Nous avons accepté de vivre dans des modèles, des schémas, des images, pour bien être conforme aux attentes, pour bien remplir sa fonction, pour mieux se trahir.. Nous vivons des existences de seconde main, dépourvues de sens, routinières, car la flamme nous a quitté, probablement depuis bien longtemps... Nous savons bien au fond de nous-mêmes que la vie doit pouvoir offrir plus que la médiocrité du quotidien, nous avons parfois quelque sursaut de lucidité.. Mais nous occultons la misère, nous la dissimulons, nous simulons l’orgasme, sans grande conviction.. Et puis nous retournons à notre fardeau, diligemment, résignés à notre sort, comme si de rien n'était.
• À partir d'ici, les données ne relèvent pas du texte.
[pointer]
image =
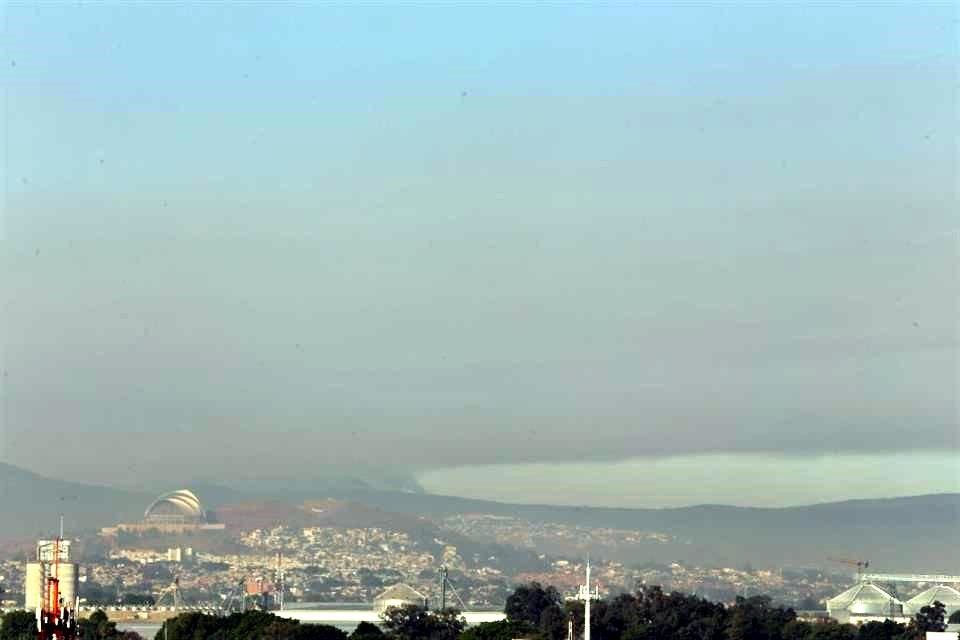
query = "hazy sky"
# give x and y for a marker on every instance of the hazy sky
(267, 238)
Nous cultivons une fainéantise de l’esprit : surtout ne pas questionner, ne rien remettre en cause, ne pas regarder ce qui s'impose, se contenter d'opinions déjà bien frelatées, usées, sans vitalité.. Nous préférons inventer des lendemains qui chantent, c’est bien plus commode, ça permet de survivre.. Mais imaginer sa vie ne la rend pas plus heureuse, car cette forme d’évitement est une fuite en avant.. Notre besoin insatiable de sécurité psychologique nous conduit dans toutes les voies sans issues, toutes les impasses.. Mais nous nous accrochons, car nous ne savons pas comment il pourrait en être autrement..


De l’observation de notre existence routinière sans fuir le constat, de cela naît une énergie insoupçonnée.. Une nouvelle forme d’action est possible alors, qui permet de changer et donner la nouvelle impulsion.. La vie peut alors retrouver sa fraîcheur, comme quand on était enfant, insouciant, gai, spontané.